She brought up holidays ~ a new topic of discussion. She was really hurt because we had my parents over for Mother's Day and didn't invite them over, too or didn't bother to go over there after Mike planned a special dinner for her. I had no idea that Mike was planning anything special for Mother's Day for her or I might have tried to work something out. But as it stood, my parents came up to celebrate my birthday because it was the day before and my first Mother's Day. It was really important to my mom to be able to celebrate that with me, so it was more about me than about her. But I don't think Susan realizes that ~ how could she, I never talked to her about it, but there's another example of assumptions making things complicated. She said how it made her sad that we never do anything with them on Christmas Eve; we always go to my cousins'. Which isn't true because last year we spent the evening with my family. Does that mean that she wants us to split our time on both Christmas Eve and Christmas Day? Or does she want to get us all Christmas Day and part of Christmas Eve, too? I've given up celebrating with my family on Thanksgiving and Easter both so that we could celebrate with Adam's family. We've stopped doing our memorial day and labor day traditions because Adam's family has BBQ/picnics on those days.
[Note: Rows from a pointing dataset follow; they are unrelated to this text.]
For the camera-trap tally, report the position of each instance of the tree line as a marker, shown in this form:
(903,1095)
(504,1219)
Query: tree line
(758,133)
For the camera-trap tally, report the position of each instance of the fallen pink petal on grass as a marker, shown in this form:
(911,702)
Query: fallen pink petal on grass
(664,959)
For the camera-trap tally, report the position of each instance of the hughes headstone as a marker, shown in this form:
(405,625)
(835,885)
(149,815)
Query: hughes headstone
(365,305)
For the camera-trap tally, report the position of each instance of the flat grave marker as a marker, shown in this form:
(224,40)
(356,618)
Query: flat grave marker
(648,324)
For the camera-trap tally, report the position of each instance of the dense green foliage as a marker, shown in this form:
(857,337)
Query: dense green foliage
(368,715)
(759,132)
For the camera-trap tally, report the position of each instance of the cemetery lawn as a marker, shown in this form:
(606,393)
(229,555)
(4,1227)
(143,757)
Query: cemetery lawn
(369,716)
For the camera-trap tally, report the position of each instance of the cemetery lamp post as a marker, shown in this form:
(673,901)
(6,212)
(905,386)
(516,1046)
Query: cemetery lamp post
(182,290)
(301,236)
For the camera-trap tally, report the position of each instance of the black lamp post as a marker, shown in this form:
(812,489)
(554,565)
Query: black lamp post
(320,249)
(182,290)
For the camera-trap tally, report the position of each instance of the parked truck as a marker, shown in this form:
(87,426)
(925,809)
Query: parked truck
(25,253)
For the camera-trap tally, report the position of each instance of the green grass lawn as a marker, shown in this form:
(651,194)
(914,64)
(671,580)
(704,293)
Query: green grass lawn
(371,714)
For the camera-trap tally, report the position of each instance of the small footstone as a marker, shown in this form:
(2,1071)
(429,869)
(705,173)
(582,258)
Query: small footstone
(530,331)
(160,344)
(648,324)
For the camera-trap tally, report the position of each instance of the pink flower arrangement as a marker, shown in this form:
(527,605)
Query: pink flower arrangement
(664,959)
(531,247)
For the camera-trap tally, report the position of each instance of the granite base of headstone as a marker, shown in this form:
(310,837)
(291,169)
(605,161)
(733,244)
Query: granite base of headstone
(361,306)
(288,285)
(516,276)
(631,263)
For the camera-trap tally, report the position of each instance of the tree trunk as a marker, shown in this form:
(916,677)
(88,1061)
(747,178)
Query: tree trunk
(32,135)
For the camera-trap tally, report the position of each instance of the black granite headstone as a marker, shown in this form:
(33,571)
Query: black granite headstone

So basically, the only thing my family "gets" is Christmas Eve. Sure, I go to church with my parents on Easter morning, but its not the same. I don't remember the last time I got to have a traditional holiday (other than Christmas Eve) with my parents ON the actual holiday.

Its really starting to bother me how she's starting to pull my parents into our "confrontations" and she's bordering on putting them and their lifestyle down. My mom has heard me say plenty of nasty things about Susan and could easily have agreed with me and put her down, too, but she's always encouraging me to give her a chance and to give her the benefit of the doubt, so why can't Susan do the same thing. Both sets of parents are never going to be equal. Both are loved, but differently . . . there's no way that they could ever be the same. Its like the love you have for children. You love each child, but in a different way because of their strengths and weaknesses. They are individuals, so you love them uniquely.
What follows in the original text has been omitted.